O moço do manto marrom
Narra João, o quarto
cronista da Boa Nova, no capítulo 21,
versículo 25 do seu Evangelho que:
Muitas outras coisas, porém, há ainda que fez Jesus; as quais, se se
escrevessem uma por uma, creio que nem no mundo todo poderiam caber os livros que
delas se houvessem de escrever.
*
Marcos escreve, em seu
capítulo 9:37 a 39, a respeito da atitude de João ordenando a um homem que
parasse de cuidar obsedados, em nome de Jesus, porque não pertencia ao círculo
do Nazareno.
*
É Léon Tolstoi que realiza o
resgate da personagem, através da psicografia abençoada de Yvonne Pereira,
narrando-nos que, mesmo muito jovem, aquele personagem era visto a seguir
Jesus, onde quer que Ele se encontrasse.
*
Moreno, de olhos cinzentos e
sonhadores, cabelos negros e abundantes que iam até à altura do pescoço, barba
pequena, negra como a cabeleira, sempre tratada e limpa, vestia uma túnica de
algodão azul escuro, alpercatas gregas e um manto marrom.
*
A tiracolo trazia, de um
lado, um saco de couro de carneiro onde guardava, envoltos em retalhos de linho
muito alvo, dois roletes de madeira, espécie de carretéis, um deles sempre
suprido com papiros, utilizados para a escrita pelos intelectuais da época,
conforme o uso grego; estiletes, sais coloridos e uma espécie de flauta, um pífano.
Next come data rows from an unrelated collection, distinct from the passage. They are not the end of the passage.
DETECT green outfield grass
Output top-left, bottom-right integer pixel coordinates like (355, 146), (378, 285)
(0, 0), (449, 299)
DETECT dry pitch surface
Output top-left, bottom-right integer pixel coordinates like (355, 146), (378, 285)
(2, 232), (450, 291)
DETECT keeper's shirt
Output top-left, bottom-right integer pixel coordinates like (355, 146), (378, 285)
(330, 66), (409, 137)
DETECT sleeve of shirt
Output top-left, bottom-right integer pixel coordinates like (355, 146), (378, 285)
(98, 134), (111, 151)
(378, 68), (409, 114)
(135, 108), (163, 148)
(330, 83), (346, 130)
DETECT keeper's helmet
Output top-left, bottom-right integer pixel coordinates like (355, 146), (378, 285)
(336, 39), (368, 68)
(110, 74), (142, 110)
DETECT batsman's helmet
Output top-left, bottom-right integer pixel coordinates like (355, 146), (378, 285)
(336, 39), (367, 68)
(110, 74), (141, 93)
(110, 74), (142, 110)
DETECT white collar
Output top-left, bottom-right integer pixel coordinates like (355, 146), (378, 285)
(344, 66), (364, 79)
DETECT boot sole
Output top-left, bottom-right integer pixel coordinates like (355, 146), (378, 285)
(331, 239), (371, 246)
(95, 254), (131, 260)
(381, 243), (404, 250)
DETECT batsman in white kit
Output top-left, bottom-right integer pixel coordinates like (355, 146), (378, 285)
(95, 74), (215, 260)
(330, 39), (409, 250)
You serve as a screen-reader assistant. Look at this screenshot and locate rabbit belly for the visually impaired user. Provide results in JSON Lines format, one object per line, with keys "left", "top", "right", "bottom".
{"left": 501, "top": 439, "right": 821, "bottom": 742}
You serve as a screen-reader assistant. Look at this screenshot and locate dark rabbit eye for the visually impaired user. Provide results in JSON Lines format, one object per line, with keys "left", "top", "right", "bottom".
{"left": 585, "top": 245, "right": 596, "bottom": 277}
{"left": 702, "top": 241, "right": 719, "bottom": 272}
Do outro lado, em outro saco trazia um
alaúde.
*
Ele era visto sempre
sozinho. Jamais falava, e difícil seria dizer de sua nacionalidade. Poderia ser
egípcio, não fosse a cor dos olhos. Talvez fosse mesmo grego, dadas as
particularidades dos apetrechos para a escrita.
*
Seguindo Jesus, o moço do
manto marrom procurava se sentar, no chão, ou em um banco improvisado com uma
pedra, ou na soleira de uma porta e punha-se a escrever o que ouvia.
*
À noite, na pensão modesta a
que se recolhesse ou no celeiro de alguma casa particular, ele desenrolava os
papiros e, à luz de uma candeia de azeite, tudo relia. Estudava mesmo, até alta
madrugada, fazendo anotações, comentários em outros retalhos de papiros ou
peles de ovelhas, colecionando tudo caprichosamente. É como se, em sua mente,
já se estivesse delineando algo que surgiria bem mais tarde, o livro.
*
Muito erudito, escrevia em
grego, aramaico ou latim, e por vezes, compunha versos, acerca do que ouvira e
vira, pois mais de uma vez presenciou as extraordinárias curas realizadas pelo
Meigo Rabi.
*
Ele estava presente, quando
o chefe da sinagoga de Cafarnaum procurou Jesus, suplicando-lhe ir à sua casa,
pois sua filha, menina de doze anos, estava presa de febre violenta.
*
Assistiu, assim, à cura da
mulher portadora de terríveis hemorragias. Jesus, então empurrado daqui e dali,
aproximou-se tanto do jovem, nessa oportunidade, que o Seu manto lhe roçou o
rosto. Emocionado, o moço tomou da ponta do manto e ali depositou um ósculo de
veneração.
*
O Nazareno voltou-Se,
fitou-o em silêncio e pousou, por um único instante, Sua mão sobre a cabeça do
moço, abençoando-o. Os dois olhares se cruzaram. Nenhuma palavra foi
pronunciada.
*
Logo mais, o alarido festivo
anunciava que a filha de Jairo estava curada. Ali mesmo, o jovem retirou o tubo
de estiletes, os carretéis com os papiros, os sais coloridos e escreveu sobre o
que presenciara.
*
Alguns dias depois, estando
em uma praça aguardando a vinda de Jesus, o moço começou a observar a quase
multidão que também ali esperava. Por onde andariam Jesus e os Apóstolos?
*
Possivelmente em outra
localidade, esparzindo bênçãos. Mas ali, os doentes começaram a ficar
impacientes. Havia gemidos de um lado, queixas de outro.
*
Finalmente, em torno do
meio-dia, tomado de profunda compaixão, o moço se levantou da sombra da
videira, onde estava assentado, desde o alvorecer, e aproximou-se de um
daqueles endemoninhados em convulsão. Colocou sua mão sobre a cabeça do pobre
homem e exclamou:
Em nome de Jesus Nazareno, o
Filho de Deus vivo, retira-te deste homem e vai em paz!1
*
O doente ainda rolou pelo
chão, gritou roucamente. Finalmente, surpreso, parecendo acordar de um
pesadelo, se ergueu, um tanto envergonhado, limpou a poeira da túnica e se foi.
Estava curado.
*
O restante daquele dia foi
dedicado todo a curas de obsedados. Parecia ser a especialidade daquele moço.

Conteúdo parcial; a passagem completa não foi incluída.